他发出一声委屈的“啾”鸣,像个闹脾气的孩子,扎进辞穆的胸肌上,用力蹭了蹭。
算了,看在辞穆的份上,暂时留这长虫一命。
阿岛看着这一大一小温情脉脉的模样,指了指不远处的一处干燥石穴:“这几天你们住那儿,别想着跑,这岛上的一草一木都是我的眼线。”
辞穆礼貌地颔首示意,抱着九艉朝石穴走去。九艉趴在辞穆肩头,目光阴鸷地盯着阿岛那雄壮的背影。

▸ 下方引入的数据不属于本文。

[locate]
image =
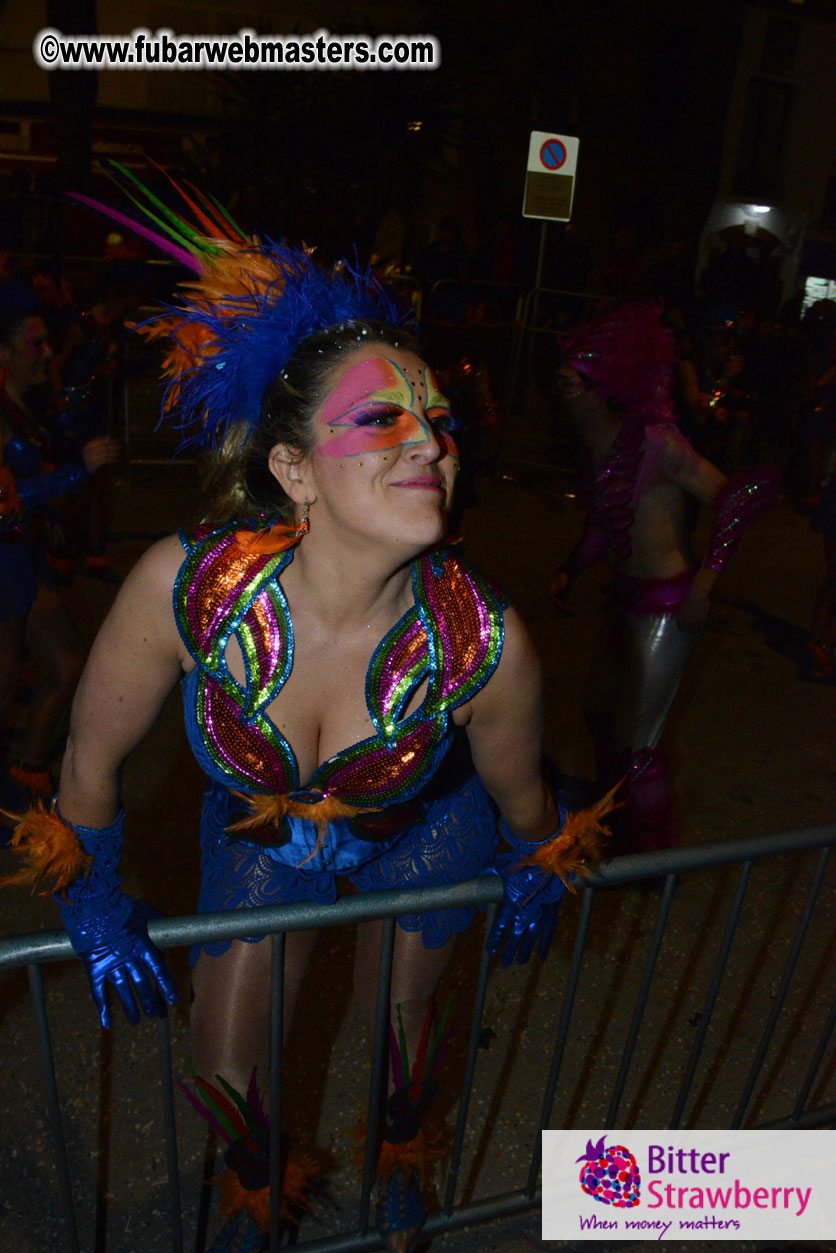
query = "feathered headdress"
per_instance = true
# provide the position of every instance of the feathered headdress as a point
(627, 355)
(240, 320)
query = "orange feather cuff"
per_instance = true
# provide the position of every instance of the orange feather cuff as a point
(50, 850)
(580, 842)
(301, 1174)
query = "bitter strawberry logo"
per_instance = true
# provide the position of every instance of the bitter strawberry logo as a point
(611, 1174)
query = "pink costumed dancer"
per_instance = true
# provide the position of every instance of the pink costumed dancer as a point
(643, 479)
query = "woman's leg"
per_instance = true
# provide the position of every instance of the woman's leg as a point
(415, 976)
(231, 1008)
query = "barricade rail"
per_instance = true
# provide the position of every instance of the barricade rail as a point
(669, 867)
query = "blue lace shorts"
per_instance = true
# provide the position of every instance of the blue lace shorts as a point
(455, 841)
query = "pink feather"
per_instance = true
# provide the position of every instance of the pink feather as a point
(159, 241)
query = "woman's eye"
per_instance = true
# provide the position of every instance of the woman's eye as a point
(443, 420)
(381, 415)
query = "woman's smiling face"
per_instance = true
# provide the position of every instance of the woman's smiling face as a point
(385, 460)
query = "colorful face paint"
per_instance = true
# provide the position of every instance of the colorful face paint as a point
(372, 409)
(438, 411)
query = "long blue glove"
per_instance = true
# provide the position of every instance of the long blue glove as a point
(528, 915)
(109, 932)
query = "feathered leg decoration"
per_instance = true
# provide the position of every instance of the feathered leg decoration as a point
(409, 1148)
(243, 1124)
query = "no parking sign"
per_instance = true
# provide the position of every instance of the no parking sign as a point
(550, 176)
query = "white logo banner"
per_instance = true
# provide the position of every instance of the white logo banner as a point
(688, 1185)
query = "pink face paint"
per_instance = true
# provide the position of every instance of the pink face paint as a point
(370, 410)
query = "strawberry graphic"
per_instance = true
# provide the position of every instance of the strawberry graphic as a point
(611, 1174)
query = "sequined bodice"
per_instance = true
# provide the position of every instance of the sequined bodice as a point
(451, 637)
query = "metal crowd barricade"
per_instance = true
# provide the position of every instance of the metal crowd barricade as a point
(671, 866)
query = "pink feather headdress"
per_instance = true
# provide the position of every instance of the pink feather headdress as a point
(627, 355)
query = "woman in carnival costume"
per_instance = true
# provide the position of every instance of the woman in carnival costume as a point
(31, 614)
(643, 481)
(342, 674)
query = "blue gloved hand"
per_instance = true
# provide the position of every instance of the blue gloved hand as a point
(528, 915)
(114, 947)
(109, 931)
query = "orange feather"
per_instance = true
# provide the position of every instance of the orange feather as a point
(268, 811)
(50, 850)
(270, 540)
(580, 842)
(300, 1178)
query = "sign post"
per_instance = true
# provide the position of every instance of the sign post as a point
(550, 177)
(549, 192)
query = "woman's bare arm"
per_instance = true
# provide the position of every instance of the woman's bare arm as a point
(135, 660)
(505, 733)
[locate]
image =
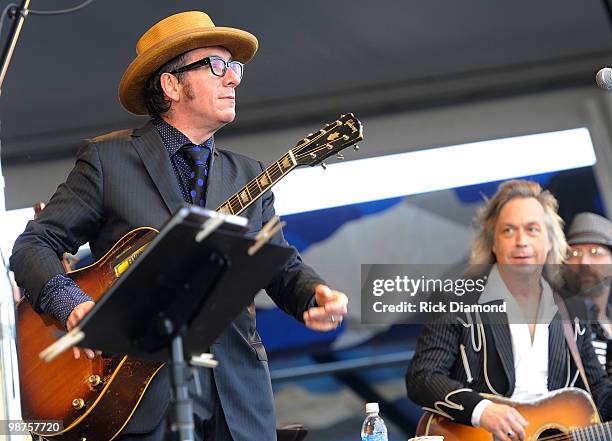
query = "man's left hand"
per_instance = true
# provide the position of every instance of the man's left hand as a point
(330, 312)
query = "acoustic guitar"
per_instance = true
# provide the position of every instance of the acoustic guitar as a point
(95, 398)
(563, 415)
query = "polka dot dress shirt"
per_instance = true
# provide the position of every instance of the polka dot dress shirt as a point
(61, 294)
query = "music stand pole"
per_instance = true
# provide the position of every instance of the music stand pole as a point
(19, 15)
(181, 414)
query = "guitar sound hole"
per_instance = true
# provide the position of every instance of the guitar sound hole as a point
(549, 433)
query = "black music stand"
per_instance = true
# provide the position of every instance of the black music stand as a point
(182, 289)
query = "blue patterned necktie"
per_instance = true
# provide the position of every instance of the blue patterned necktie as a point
(197, 157)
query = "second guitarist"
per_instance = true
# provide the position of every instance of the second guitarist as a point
(185, 77)
(522, 357)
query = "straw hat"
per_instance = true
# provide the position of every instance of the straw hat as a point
(168, 39)
(590, 228)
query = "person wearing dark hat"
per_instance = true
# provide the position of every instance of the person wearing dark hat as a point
(587, 274)
(184, 77)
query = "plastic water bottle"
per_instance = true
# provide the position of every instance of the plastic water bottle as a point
(373, 428)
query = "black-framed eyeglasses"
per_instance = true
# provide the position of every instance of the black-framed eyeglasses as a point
(218, 66)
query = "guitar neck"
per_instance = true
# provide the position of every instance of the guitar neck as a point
(592, 433)
(248, 194)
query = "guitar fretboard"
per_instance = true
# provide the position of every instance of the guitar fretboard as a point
(259, 185)
(596, 432)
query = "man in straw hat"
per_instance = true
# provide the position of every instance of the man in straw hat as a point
(521, 353)
(587, 274)
(185, 77)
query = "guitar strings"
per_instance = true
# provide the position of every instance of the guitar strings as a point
(565, 436)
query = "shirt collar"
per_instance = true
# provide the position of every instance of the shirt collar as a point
(496, 290)
(173, 139)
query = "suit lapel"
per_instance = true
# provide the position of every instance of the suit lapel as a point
(503, 344)
(155, 158)
(557, 362)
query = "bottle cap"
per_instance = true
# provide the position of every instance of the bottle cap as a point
(371, 407)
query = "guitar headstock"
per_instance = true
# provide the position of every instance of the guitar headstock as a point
(330, 140)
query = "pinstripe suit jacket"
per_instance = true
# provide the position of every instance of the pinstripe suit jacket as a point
(125, 180)
(440, 380)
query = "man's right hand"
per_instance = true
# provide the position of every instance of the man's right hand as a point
(74, 318)
(505, 422)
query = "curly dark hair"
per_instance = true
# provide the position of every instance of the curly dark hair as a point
(154, 97)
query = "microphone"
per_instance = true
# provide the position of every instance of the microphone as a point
(604, 78)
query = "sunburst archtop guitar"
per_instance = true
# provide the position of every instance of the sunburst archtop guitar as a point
(94, 399)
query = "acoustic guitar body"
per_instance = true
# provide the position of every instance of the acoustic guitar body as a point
(94, 398)
(558, 413)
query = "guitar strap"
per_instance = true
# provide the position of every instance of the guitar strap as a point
(569, 338)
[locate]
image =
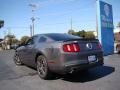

刚才这长虫说什么?生蛋?虽然他现在记忆残缺,但某些本能却在疯狂叫嚣。九艉收回目光,转而盯着辞穆白皙修长的脖颈,鼻尖贪婪地嗅着对方身上清爽的气息。等他再长大一点,他要让辞穆怀上自己的蛋。
辞穆抱着九艉刚要站起,后腰处牵扯的钝痛都让他维持着弯腰的姿势停顿下来。他停下脚步,转过身,有些不好意思地看向阿岛。
“那个……阿岛,能麻烦你帮我找一些干燥的树枝吗?”辞穆的声音温和中带着掩饰不住的虚弱。
他额头渗出细密的冷汗,碎发贴在苍白如纸的脸侧,显得整个人愈发清瘦单薄。
“石穴里太阴冷了,我的身体还没恢复,需要铺一层垫子,否则很难集中精力积蓄创生的力量。”
辞穆尽量让自己的理由听起来充分,清澈的眸子微微垂下透着求助时的柔软。阿岛正揉着自己硬邦邦的肌肉,闻言愣了一下,娃娃脸上露出嫌弃又无奈的神色。“啧,鬼族这么弱?比那些刚破壳的小蛇还麻烦,躺在石头上多凉快。”